At the moment, he leaned towards the latter.

The packet was a standard manila envelope. It was thick, but not heavy. He released the metal clasp and lifted the flap. The musty smell returned, however unlike the odor in the rest of the box, it reminded Trickett more of an old library than anything else.

Inside was a leather-bound journal—the source of the smell—and another handwritten note. Again, the note did little to help Trickett. It read:

From the Teach ruins.

This is presumed to be the diary of Mary Ormond.

Trickett set the note aside. He wasn’t familiar with the names, although he had a sense he’d seen or heard it somewhere before. He’d have to go back and check later and made a note to do so.

There wasn’t an identifying name written inside the first few pages. The cover of the journal was black and unadorned. The pages were yellowed with age and frayed at the edges. Dates preceded many of the entries with the first one beginning in 1717. Whatever this was, it was almost 300 years old. Nowhere near being the oldest of the artifacts in this basement (there was most of an acrocanthosaurus claw in another room that was over 130 million years old); although that didn’t mean he could take this any less seriously. Trickett thought the thin book was in amazing condition, considering its age.
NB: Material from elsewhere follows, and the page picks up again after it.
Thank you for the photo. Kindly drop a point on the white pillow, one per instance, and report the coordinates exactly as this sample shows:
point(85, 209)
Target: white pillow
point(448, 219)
He leafed through a few of the entries near the back of the journal, and was surprised at the intimacy portrayed. The entries depicted a woman much in love with Blackbeard, who worried about him while he was away. In an entry near the end of the journal, she awoke to a surprise on her pillow: a gold necklace with a large ruby.

Some of the lettering was faded, although Trickett could still make out what was written. Of the few entries he read, this Mary Ormond did not mention the name of her lover. He figured that from the period and the coastal location where Cole came across this journal and from what he had read that the bearded man was the captain of a ship of some sort.

He thought the journal seemed interesting enough, at least, to catalogue. This might be the only thing he’d save from the carton. Trickett was getting ready to close the journal and set it aside when he fumbled it in his hands, causing a folded piece of yellowed parchment to come loose from somewhere in the recesses of the book and flutter to the floor.

He stared at the parchment in surprise. He wondered what was special enough about it that made Ormond tuck it away in her personal diary.

He picked it up between his chubby fingers, and unfolded the frail paper slowly. There was something sacrosanct about it causing Trickett to treat it with even more care than the journal. The parchment had a silken quality. This was expensive paper for the period in which it was made. The left edge of the paper seemed as though it came from a notebook of some sort. Like someone ripped it out in a hurry.

Darwin didn’t know it at the time, but the words and lines on that piece of parchment would change his and others lives as well as rewrite the history books.